小学生のとき、音楽の時間で使った楽器といえば、リコーダーと鍵盤ハーモニカという人も多いのではないでしょうか。鍵盤ハーモニカと聞くと、筆者は鍵盤にホースを接続して息を吹き込みつつ、「コンドルは飛んでいく」や「茶色の小びん」をクラスで合奏した思い出がよみがえります。そんな懐かしい鍵盤ハーモニカが、大人向けになって帰ってきました。
ヤマハが今回発表したのは鍵盤ハーモニカの新製品、"大人のピアニカ"シリーズの「P-37EBK」(ブラック)、「P-37EBR」(ブラウン)です。発売日は6月6日で、価格は1万3,000円(税別)です。
デザインはシックに。吸い付くような押し心地
大人のピアニカの鍵盤数は37鍵盤。学校の授業で使用されている32鍵盤よりも多い3オクターブの広音域が特徴です。子供向けのかわいらしいカラーリングの鍵盤ハーモニカと比べると、大人のピアニカは、マットなブラウンやブラックで、落ち着いたデザインです。本体重量は830g、サイズは幅483×高さ50×奥行き104mmです。本体の裏側にバンドを搭載しており、コンパクトで持ちやすいです。意外なことに、片手で持ってもさほど重さを感じませんでした。
筆者は子供向けの鍵盤ハーモニカしか触ったことがありませんが、軽くてつるつると滑りやすい子供向けの鍵盤と比較すると、大人のピアニカは鍵盤の材質がしっとりと吸い付くような手触りで、クリック感があります。指の押す角度や強さなど、弾き方のニュアンスを変えられそうだなと感じました。
まろやかな音色が響く、プロの演奏デモ
発表会では、鍵盤ハーモニカ奏者の妹尾美穂さんが登場し、大人のピアニカを演奏しました。
ジャズの名曲「二人でお茶を」(Tea For Two)の演奏です ※音が出ます |
実際に演奏を聞くと、息の吹き込み方による音色や強弱のコントロールの幅が広いことに驚きます。また、早いパッセージでも音の抜けがなく、レスポンスが良いです。和音もきれいに鳴り、音域が広いのでいろいろな曲が演奏できそうです。アコーディオンのような、まろやかであたたかみのある音色が落ち着きます。
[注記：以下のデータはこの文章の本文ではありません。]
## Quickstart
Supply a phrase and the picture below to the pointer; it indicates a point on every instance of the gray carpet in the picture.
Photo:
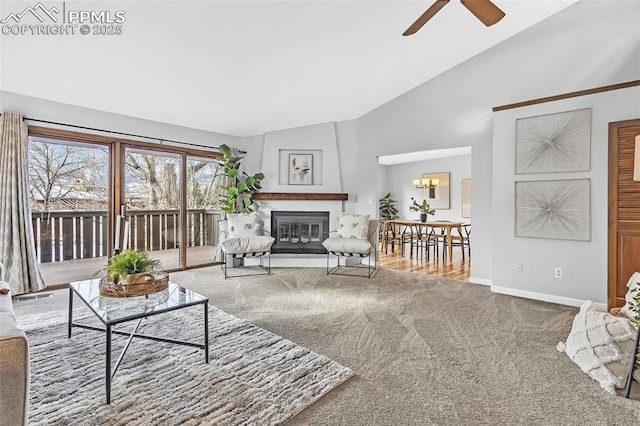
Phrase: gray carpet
(253, 377)
(425, 350)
演奏後、妹尾さんは、実際に弾いた感想を次のように語りました。
「ピアノは弾いた後、音が次第に減衰していきますが、ピアニカの場合は自分の呼吸が続く限り延ばしたいだけ伸ばせます。息のコントロールによってメロディを思い通りにうたい、表現でき、自分で音に命を吹き込むようなピアニカの魅力に魅了されています。
ヤマハのピアニカは気密性が高いので息漏れがしにくいのがいいですね。少ない息で豊かに奏でられるので、表現に幅が出ます。両手で弾く時は和音とメロディを一緒に奏でますが、それぞれ粒立ちがよく音がよく聞き分けられる点も気に入っています」
音の出口の大きさを調整、音域の最適化も
鍵盤ハーモニカは、吹き口から息を吹き込みながら鍵盤を押し、内部のリードを震わせることで音を鳴らす仕組みです。そのため、表現力のポイントになるのが、息のコントロールです。
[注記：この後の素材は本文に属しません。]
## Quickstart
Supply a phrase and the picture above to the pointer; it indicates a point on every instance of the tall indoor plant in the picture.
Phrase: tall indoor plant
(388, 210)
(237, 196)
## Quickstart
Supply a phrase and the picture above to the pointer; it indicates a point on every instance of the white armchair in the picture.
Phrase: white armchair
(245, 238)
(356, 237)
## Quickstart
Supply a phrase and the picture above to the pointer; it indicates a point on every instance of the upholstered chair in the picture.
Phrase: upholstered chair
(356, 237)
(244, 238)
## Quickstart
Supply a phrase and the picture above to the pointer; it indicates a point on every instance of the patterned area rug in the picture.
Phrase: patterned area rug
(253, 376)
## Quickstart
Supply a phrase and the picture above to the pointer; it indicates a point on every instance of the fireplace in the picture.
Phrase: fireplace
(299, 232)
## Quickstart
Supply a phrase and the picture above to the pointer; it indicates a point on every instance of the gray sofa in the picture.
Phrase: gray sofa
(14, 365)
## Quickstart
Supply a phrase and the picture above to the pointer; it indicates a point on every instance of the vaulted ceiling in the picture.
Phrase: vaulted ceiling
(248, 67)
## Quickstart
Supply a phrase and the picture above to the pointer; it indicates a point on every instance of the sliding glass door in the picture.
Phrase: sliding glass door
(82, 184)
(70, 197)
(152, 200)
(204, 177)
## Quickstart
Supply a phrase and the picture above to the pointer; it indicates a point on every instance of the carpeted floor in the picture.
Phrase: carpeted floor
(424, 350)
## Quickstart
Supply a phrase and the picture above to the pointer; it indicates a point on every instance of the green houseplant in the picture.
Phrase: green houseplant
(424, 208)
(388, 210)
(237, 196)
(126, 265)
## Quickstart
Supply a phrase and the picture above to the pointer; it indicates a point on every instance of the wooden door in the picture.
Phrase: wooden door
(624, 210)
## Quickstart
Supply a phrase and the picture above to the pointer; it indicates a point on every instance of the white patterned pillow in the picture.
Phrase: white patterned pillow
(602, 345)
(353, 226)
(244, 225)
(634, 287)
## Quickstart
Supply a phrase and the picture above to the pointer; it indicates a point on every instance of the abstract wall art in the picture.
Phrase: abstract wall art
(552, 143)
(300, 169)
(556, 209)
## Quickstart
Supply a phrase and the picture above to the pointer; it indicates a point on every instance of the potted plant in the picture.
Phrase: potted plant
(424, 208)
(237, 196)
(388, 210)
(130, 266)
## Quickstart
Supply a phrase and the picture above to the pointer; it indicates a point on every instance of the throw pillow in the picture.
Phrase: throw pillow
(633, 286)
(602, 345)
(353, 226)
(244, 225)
大人のピアニカは、下ボディの素材にバイオマス由来樹脂「エコディア」を採用し、内部底面には吸音材を追加しています。このほか、余分な高次倍音を抑制しつつ各音域の音のバランスを最適するために、新開発のバルブパッキンを採用。開口部のサイズを低音域、中音域、広音域で変え、各音域のバランスを最適化し、息でのコントロールをしやすくしています。
大人のピアニカは本格的な楽器として魅力的!
今回発表した大人のピアニカは、フル3オクターブの鍵盤ハーモニカとしては30年ぶりの新製品。これまで、子どもが学校で使う楽器というイメージが強かった鍵盤ハーモニカですが、大人のピアニカは表現力豊かで、改めて鍵盤ハーモニカが本格的な楽器だということに気づかされます。子供のころに使ったことがあるので、別の楽器を新たに始めるよりも、ハードルが低いのも魅力です。大人のピアニカで、久しぶりに鍵盤ハーモニカでの演奏を楽しんでみてはいかがでしょうか。